Southern crime novel sees snakes on the plain
by Rob Neufeld
Belle Spier, plantation owner’s wife, has died; and Frances Finnegan “Finn” Butler, who’d become her foster child after his parents had abandoned him years ago, is driving the three Spier daughters to the gravesite.
The proximity of the golf course to the cemetery had once amused the late “Judge” Spier, “several of whose friends,” Finn muses, “had collapsed conveniently near the burial plots they had chosen with care, as if their spirits might gaze eternally upon those whose strokes were not, at least not yet, as fatal as their own had been.”
The ironic sensibility of the semi-outsider in the old-family South is an intoxicating flavor in Brookhouse’s fiction. It smacks of Leo King in Pat Conroy’s “South of Broad”; Frank Bascombe in Richard Ford’s “Independence Day”; and, most of all, Binx Bolling in Walker Percy’s “The Moviegoer.”
There are some distinctive and noteworthy features in Brookhouse’s work, “Finn” being his sixth novel, and the first offering in the “Southern Crime Series” of Safe Harbor Press.
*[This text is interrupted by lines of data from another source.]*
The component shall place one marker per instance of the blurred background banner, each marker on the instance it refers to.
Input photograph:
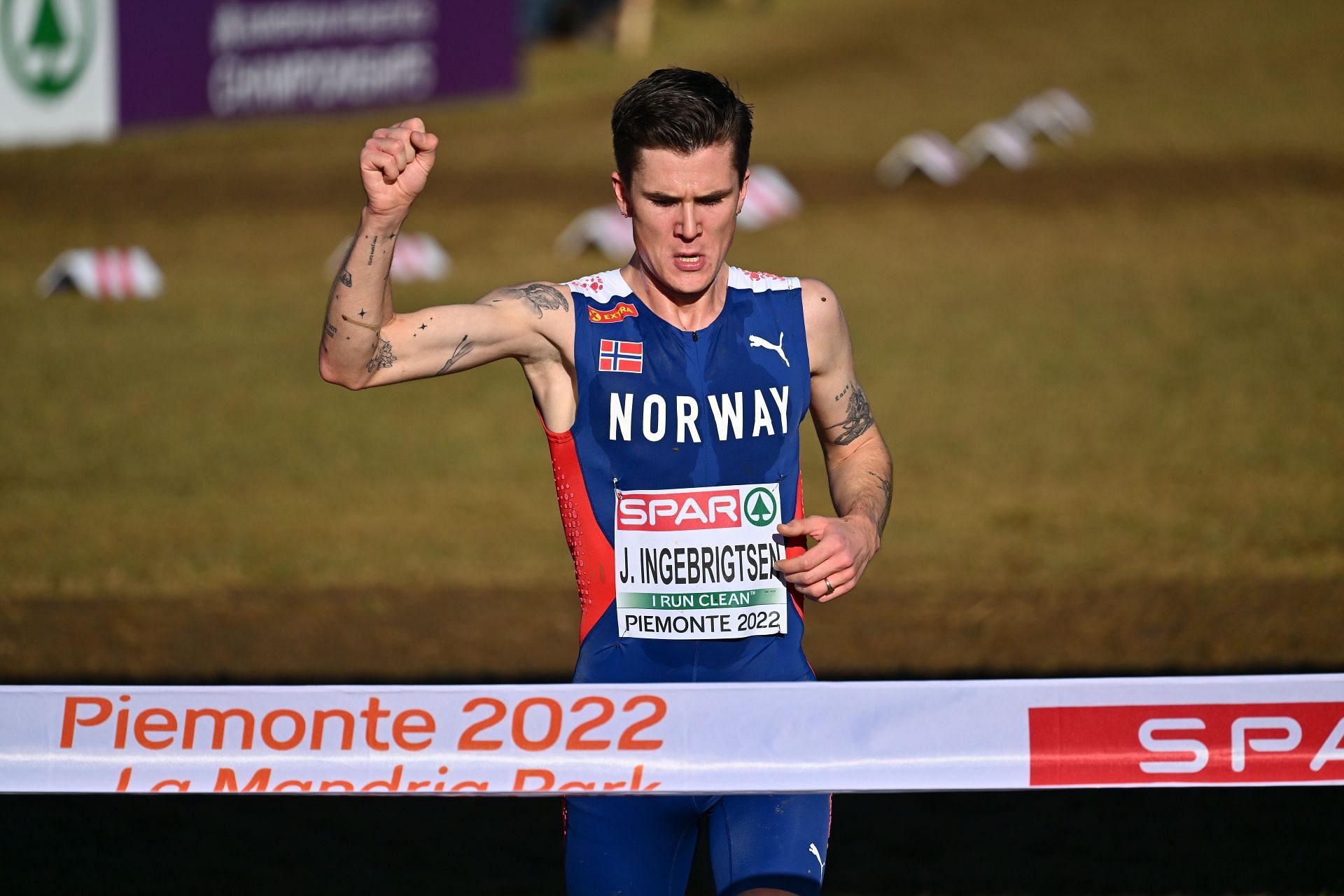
(80, 69)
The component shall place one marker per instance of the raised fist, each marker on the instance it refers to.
(396, 166)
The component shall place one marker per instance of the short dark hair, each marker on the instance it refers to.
(683, 111)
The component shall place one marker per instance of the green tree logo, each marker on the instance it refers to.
(46, 43)
(761, 507)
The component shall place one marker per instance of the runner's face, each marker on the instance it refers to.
(685, 210)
The crimes that take place in the town of Sprite, which one local sign effacer changes to “Spite,” are as slithery as snakes in an opened cage. Still, in crime fiction form, the novel has to collect them up at the end.
The town’s transgressions have a lot to do with a good ol’ boy power structure, and with sex. You just have to accept the fact that in Tennessee Williams country, power and sex operate at a viral level. Brookhouse is not explicit about it, but he is adamant. A valuable folk artist’s painting of a cocky rooster keeps popping up as a coveted talisman.
American Indian themes also keep appearing, as if Brookhouse is expiating a wide range of sins.
Henry Broken-ground, Finn’s neighbor in a trailer park, plays many key roles, fulfills his own story arc, and is legendary. He can actually charm snakes.
When we reflect that the Spier mansion is called Red Sticks, we can’t help but note that that was the group name pinned on the rebellious Creeks who exemplified Indian resistance to the U.S. at its most violent level.
The struggle for Finn—and by struggle, I don’t mean agony; he’s able to shrug as well as sleuth—leads toward decency, including the beginning of a solution to rampant racism in town. And it all happens in 114 pages, thanks to Brookhouse’s great talent of writing sentences that throw a little extra information into each exposition.